White Paper: Breast and Colon Cancer

Death rates from cancer have been dropping for about 15 years in the United States, but experts say far too many patients receive inferior care. Mistakes in care can be fatal with this disease, and yet some people do not receive enough treatment, while others receive too much or the wrong kind.

"It’s quite surprising, but the quality of cancer care in America varies dramatically," said Dr. Stephen B. Edge, the chairman of surgery at the Roswell Park Cancer Institute in Buffalo. "It’s scary how much variation there is." (Grady, D. Cancer Patients Lost in a Maze of Uneven Care. New York Times  July 29, 2007)

Government and medical groups acknowledge that the quality of care is uneven. In 1999, a report by the Institute of Medicine in Washington said, “For many Americans with cancer, there is a wide gulf between what could be construed as the ideal and the reality of their experience with cancer care.” The institute noted that there was no national system to provide consistent quality.

Recently, cancer organizations including the National Quality Forum tried to address the problem by issuing the first set of quality measures that can be used to judge whether hospitals are giving patients up-to-date care for breast and colon tumors, two of the most common cancers.

The list of measures calls for treatments that seem so basic even to a layperson that it is shocking to think any hospital would skip them.

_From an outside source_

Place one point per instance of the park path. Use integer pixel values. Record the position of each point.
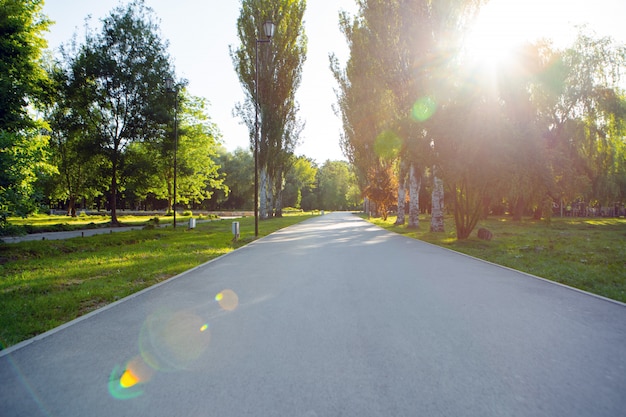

For instance, it says that women under 70 who have lumpectomies for breast cancer should also have radiation, and that doctors should consider chemotherapy for people with colon cancer that has spread to their lymph nodes.

Are you getting the right treatment? Treatment guidelines approved by experts already exist for 70 to 80 types of cancer (http://www.nccn.org/), but the new measures are the first to be formally endorsed by cancer organizations to assess whether hospitals are performing up to par. The measures were developed by the American College of Surgeons’ Commission on Cancer, the American Society of Clinical Oncology and the National Comprehensive Cancer Network, and are available online at www.facs.org/cancer/qualitymeasures.html. BE SMART and determine how your hospital compares to others.